Farmer Harry MacCormack chuckles when he thinks of the good old days of life in the food chain. Back in 2004, everyone in Oregon’s Willamette Valley, where he operates Sunbow Farm, was talking about the importance of eating only food grown within a narrow geographical radius. The fad, known as the “100-mile diet,” was well-intentioned, he says. At its heart was an effort to support local farmers and boost food security.

At the time, MacCormack, the author of several books on food and farming, noticed a disconnect between concept and execution. Although he grew his organic vegetables, fruits, beans and grains near the supportive university town of Corvallis, there weren’t enough customers there to sustain his business. He was forced to rely on sales in larger population centers such as Portland, almost 90 miles away, and beyond. A fair amount of the valley’s crop yield, in fact, had to be trucked out and processed, packaged and warehoused, traveling far more than 100 miles in the process. While there is an undeniable romance to the simple roadside farm stand, the reality is far more complex, involving many interlocking puzzle pieces.

So MacCormack and some other farmers starting thinking about the connections that link the players involved in growing and moving food around the region. The process is complex and growing ever more so—a spider web of connectivity that often involves not just farmers but also government policymakers and NGOs and technology companies and academics and philanthropists, among others. Their epiphany? You can’t change one link in the chain without affecting all the others.
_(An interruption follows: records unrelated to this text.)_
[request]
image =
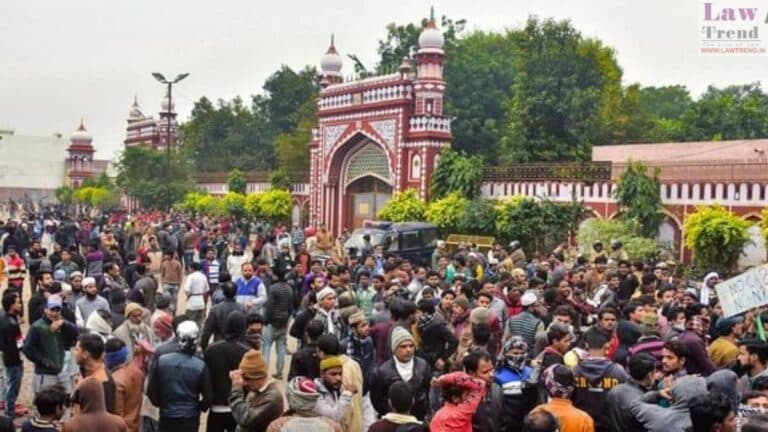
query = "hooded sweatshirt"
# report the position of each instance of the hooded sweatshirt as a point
(93, 413)
(676, 418)
(595, 377)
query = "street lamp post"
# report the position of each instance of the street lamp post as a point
(160, 78)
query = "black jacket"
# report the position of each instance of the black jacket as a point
(216, 323)
(618, 403)
(10, 333)
(305, 362)
(224, 356)
(437, 341)
(420, 382)
(279, 305)
(488, 416)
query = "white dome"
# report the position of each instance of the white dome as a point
(134, 112)
(431, 38)
(81, 134)
(330, 63)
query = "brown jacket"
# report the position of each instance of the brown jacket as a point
(93, 414)
(128, 397)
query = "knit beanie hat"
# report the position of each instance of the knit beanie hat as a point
(356, 318)
(252, 365)
(559, 381)
(462, 302)
(330, 362)
(400, 335)
(132, 307)
(302, 394)
(479, 315)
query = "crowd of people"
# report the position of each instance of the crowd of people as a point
(148, 321)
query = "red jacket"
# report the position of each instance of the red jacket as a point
(458, 417)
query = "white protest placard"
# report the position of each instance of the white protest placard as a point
(744, 292)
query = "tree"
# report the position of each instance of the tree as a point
(735, 112)
(717, 238)
(447, 212)
(405, 206)
(561, 87)
(65, 195)
(606, 231)
(236, 181)
(228, 135)
(457, 172)
(480, 72)
(403, 41)
(639, 197)
(143, 173)
(279, 179)
(276, 205)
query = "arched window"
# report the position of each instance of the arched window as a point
(416, 167)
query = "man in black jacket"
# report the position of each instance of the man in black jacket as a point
(642, 368)
(305, 362)
(10, 341)
(216, 323)
(438, 342)
(221, 358)
(403, 366)
(278, 312)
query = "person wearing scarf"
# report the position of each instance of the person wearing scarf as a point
(129, 383)
(302, 397)
(512, 375)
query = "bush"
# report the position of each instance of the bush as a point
(448, 212)
(276, 205)
(403, 207)
(717, 238)
(637, 248)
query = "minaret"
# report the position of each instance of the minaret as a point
(429, 84)
(79, 156)
(167, 111)
(330, 66)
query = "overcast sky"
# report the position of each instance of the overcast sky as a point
(62, 60)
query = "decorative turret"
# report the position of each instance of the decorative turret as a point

That’s what led them to create the Ten Rivers Food Web. The idea was simple: Rather than everyone worrying about their own turf, they would get together and scrutinize every step in a journey that begins with a seed in the ground and ends on a consumer’s fork. “It’s a highly integrated process,” MacCormack says, “that all starts with water and soil and air.” From those natural elements, it takes a lot of partnerships to get the food where it needs to go.

 

Sprouting collaborations

Whether they’re part of a regional organization like Ten Rivers or they come about as a result of a large international trade agreement involving massive amounts of crops, partnerships are essential in carrying out the goals and missions of the food webs that nourish our world.

 

Whether part of a regional organization or a result of large international trade agreements, partnerships are essential in carrying out the goals and missions of the food webs that nourish our world.

 

That’s no surprise, given the sheer size and complexity of our global food web, which brings grapes grown in Chile to tables in Chattanooga as smoothly as it ships millions of tons of soybeans from Brazil to China. It’s a process that requires an almost unimaginable level of integration and timing and collaboration, carried out across thousands of miles and hundreds of billions of dollars. Factor in geopolitics and the intricacies of global trade agreements, and it’s a wonder that it ever works at all.
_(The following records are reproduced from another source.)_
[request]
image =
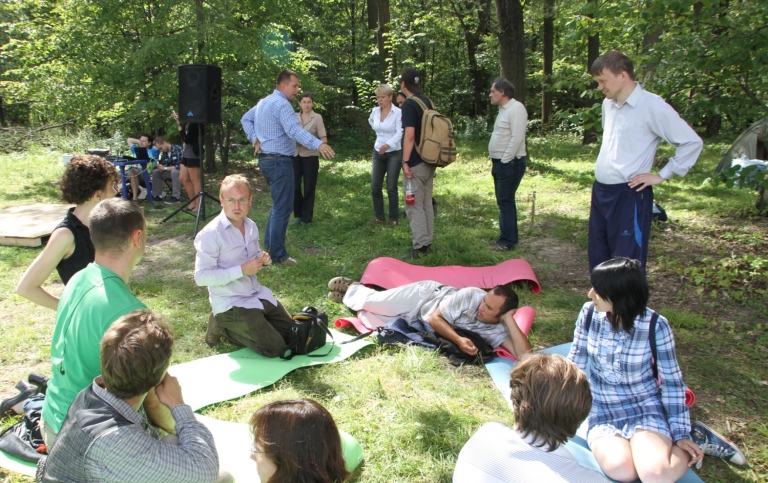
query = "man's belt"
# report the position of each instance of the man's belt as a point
(271, 155)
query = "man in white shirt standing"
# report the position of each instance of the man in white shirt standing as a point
(634, 122)
(507, 150)
(551, 397)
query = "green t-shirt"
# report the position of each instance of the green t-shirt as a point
(93, 299)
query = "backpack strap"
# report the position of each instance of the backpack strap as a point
(652, 340)
(361, 336)
(590, 313)
(424, 108)
(421, 103)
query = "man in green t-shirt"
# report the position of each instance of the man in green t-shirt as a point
(94, 298)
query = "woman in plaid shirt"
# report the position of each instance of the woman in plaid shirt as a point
(639, 426)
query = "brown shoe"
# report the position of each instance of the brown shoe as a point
(212, 335)
(341, 284)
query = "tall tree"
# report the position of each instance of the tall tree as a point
(548, 52)
(593, 52)
(511, 44)
(474, 16)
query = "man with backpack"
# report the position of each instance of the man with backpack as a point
(419, 176)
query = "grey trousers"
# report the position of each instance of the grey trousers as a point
(265, 332)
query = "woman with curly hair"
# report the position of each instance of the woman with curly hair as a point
(87, 180)
(296, 441)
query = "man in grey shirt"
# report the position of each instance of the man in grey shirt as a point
(433, 307)
(508, 156)
(106, 436)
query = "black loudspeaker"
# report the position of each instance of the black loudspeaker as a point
(200, 94)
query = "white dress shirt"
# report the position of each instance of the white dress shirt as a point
(508, 138)
(632, 132)
(389, 131)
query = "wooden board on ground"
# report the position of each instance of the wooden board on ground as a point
(27, 225)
Consider the web that speeds those Chilean grapes north. At the highest level, it begins with cooperation between each nation’s government, in this case a 2003 free-trade agreement. From there, everything revolves around Subsole, a cooperative of prominent Chilean fruit growers founded in the 1990s. Several years ago, Subsole entered into a pilot partnership with a variety of interests built around ensuring the fruit gets where it needs to go.
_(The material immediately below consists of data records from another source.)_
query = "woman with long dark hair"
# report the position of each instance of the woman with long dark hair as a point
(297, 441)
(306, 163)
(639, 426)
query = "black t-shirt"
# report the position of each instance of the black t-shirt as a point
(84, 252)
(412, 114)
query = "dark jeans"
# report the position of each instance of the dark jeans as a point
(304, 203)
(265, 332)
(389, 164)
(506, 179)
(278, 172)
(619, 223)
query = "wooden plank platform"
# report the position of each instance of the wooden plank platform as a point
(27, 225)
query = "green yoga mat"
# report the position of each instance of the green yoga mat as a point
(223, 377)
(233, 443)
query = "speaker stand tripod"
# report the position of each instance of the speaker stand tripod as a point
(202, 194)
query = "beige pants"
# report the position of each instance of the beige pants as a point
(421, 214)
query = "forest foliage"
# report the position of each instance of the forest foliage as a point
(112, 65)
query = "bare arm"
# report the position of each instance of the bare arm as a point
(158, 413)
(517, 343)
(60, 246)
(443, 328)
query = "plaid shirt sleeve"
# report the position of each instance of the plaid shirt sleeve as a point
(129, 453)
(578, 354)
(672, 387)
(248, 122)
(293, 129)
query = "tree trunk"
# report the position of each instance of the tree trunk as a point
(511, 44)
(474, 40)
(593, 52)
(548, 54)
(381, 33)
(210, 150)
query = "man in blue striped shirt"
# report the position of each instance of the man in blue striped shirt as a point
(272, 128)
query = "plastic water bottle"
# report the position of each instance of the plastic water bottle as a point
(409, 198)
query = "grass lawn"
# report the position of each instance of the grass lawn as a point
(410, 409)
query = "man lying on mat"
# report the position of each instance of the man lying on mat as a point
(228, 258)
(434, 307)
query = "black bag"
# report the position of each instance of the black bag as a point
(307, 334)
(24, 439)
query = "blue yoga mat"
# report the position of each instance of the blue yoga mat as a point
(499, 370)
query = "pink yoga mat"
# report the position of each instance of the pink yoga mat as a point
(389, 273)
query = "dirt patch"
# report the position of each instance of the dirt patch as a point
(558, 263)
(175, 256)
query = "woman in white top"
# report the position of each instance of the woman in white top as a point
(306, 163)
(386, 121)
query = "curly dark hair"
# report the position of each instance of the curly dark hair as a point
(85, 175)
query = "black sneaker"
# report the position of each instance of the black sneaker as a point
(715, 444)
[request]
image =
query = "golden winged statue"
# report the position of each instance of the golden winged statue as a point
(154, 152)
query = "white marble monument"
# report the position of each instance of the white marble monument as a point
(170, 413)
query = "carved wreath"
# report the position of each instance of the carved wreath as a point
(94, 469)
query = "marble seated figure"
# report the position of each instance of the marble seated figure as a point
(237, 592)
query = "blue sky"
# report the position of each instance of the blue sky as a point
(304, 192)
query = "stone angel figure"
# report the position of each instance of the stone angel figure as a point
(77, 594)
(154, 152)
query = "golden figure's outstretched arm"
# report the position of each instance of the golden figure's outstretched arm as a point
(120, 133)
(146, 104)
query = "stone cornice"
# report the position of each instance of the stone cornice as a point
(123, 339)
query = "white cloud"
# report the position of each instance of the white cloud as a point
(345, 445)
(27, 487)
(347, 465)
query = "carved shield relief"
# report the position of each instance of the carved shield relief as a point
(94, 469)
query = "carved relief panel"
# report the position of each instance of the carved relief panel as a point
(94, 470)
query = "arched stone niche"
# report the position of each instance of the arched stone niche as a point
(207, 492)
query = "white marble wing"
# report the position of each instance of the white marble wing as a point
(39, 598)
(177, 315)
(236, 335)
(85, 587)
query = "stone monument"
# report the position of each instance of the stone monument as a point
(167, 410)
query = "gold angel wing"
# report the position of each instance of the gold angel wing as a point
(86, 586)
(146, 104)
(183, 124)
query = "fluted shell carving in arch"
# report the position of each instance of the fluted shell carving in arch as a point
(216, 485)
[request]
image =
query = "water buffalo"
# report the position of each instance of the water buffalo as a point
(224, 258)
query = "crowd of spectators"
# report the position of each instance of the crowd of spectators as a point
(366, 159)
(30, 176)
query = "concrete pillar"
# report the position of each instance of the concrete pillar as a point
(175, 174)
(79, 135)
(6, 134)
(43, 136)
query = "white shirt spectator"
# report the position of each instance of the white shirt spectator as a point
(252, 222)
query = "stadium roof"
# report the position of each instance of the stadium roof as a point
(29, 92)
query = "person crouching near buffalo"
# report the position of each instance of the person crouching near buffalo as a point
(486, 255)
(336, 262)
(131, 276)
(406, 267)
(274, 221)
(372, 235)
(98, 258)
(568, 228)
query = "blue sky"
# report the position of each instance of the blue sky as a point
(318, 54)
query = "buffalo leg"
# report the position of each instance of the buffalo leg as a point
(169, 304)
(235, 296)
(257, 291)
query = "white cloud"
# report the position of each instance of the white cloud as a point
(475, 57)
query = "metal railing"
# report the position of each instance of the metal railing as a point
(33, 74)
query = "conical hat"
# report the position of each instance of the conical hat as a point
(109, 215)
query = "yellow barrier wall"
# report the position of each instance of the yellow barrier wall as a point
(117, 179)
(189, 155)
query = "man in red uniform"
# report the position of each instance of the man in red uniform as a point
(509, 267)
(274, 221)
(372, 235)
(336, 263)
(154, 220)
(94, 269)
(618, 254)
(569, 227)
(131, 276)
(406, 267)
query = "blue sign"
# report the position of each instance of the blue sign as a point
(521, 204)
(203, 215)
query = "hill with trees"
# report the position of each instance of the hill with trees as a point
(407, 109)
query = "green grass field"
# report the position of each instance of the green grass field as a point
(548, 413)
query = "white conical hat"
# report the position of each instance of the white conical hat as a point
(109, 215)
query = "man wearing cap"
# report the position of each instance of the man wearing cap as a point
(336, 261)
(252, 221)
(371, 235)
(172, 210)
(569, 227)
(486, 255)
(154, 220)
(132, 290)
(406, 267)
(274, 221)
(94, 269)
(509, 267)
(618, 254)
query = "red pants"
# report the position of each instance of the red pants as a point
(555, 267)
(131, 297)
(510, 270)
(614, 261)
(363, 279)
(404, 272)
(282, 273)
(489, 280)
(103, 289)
Here’s how it works: Various buyers in the U.S. put in orders, including Associated Grocers of Baton Rouge, which distributes to retailers across the southern U.S. The grapes are packaged in two-pound clamshell containers and moved to Subsole’s cold-storage warehouses at the port of Valparaiso, then shipped to the port of Wilmington, Del. At sea, the shipper communicates with both the buyer and Subsole by scanning bar codes on each pallet of grapes as to the timetable and condition of the fruit.

The key to this communication among all parties is the Global Trade Item Number (GTINs) stamped on each crate, provided by GS1, a non-profit organization that develops and maintains efficiency and transparency standards in the global supply chain. GS1 provides bar-code technology that tracks shipments from the fields all the way to the shelf or plate.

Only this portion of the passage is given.